Harsh but fair

Open source chicanery and the battle with my inner geek

Snmpd filling up /var/log/messages

Posted by raetsel on February 15, 2008

Update May 2009: This  post has generated lots of alternative ideas in the comments so make sure you read through them to see what might work for your server.
 
At work we have a central monitoring system for servers called Solarwinds Orion Network Manager, this uses standard snmp connections to servers to get their status, disk usage, CPU performance.
On my RHEL5 linux servers the standard snmpd daemon works well with Solarwinds but the monitoring server seems to make a lot of connections to the system and each one gets logged via the syslog daemon to /var/log/messages giving rise to lots of lines saying things like

snmpd[345435]: Connection from UDP: [10.225.46.136]:135

last message repeated 8 times

last message repeated 13 times

These are only information messages saying a connection has been established. This is rather annoying when you are trying to read other things in /var/log/messages. The way to turn off these messages is to change the logging options of the snmpd daemons.

On Redhat ( and Ubuntu) the default logging ( the -L options ) show:–

-Ls d

Meaning log to syslog using the facility of daemon ( see syslogd and syslog.conf for more information on what that means in detail, for now suffice it to say it means all messages are written to /var/log/messages ).

The man pages for snmpcmd ( common to all net-snmp programmes ) explain you can set this to only log messages above a certain priority.

Using priorities 0-4 means warning messages, errors, alerts and critical etc messages are logged but notice info and debug level messages are ignored.

The manual pages are not that clear, to me at least at first, hence this blog.

So if we change the -Ls d to the following this will stop those messages but still allow important messages to get through:–

LS 0-4 d

The capital S is crucial to the syntax.

So where and how do we set these options? Well the snmpd daemon is started by a standard init script /etc/init.d/snmpd

In both RHEL5 and Ubuntu the scripts have some default options but also read in settings from a config file.
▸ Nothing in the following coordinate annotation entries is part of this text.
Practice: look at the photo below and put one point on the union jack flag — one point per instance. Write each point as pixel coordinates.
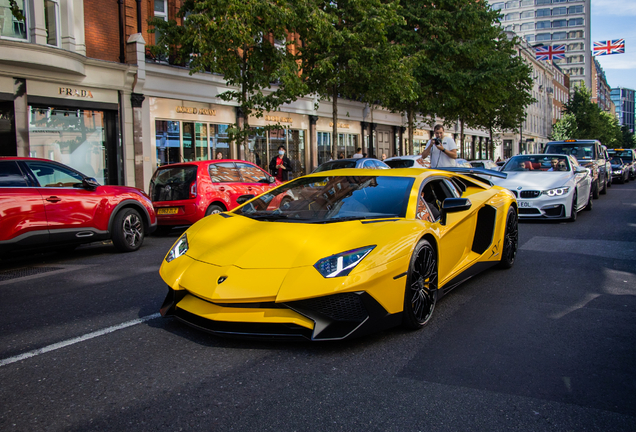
(550, 52)
(616, 46)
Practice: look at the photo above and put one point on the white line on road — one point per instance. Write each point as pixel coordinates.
(87, 336)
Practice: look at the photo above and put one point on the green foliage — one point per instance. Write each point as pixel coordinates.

In Ubuntu the relevant portion of the script is:-

SNMPDOPTS=’-Lsd -Lf /dev/null -p /var/run/snmpd.pid’
TRAPDRUN=no
TRAPDOPTS=’-Lsd -p /var/run/snmptrapd.pid’
#Reads config file (will override defaults above)
[ -r /etc/default/snmpd] && . /etc/default/snmpd

So this sets the variable SNMPDOPTS to the default value and then if the file /etc/default/snmpd is readable it “sources” the content of that file.

Thus if /etc/default/snmpd contains the line

SNMPDOPTS='-LS 0-4 d -Lf /dev/null -p /var/run/snmpd.pid'

Then stopping and starting the snmpd daemon will make it run with the new logging options we want.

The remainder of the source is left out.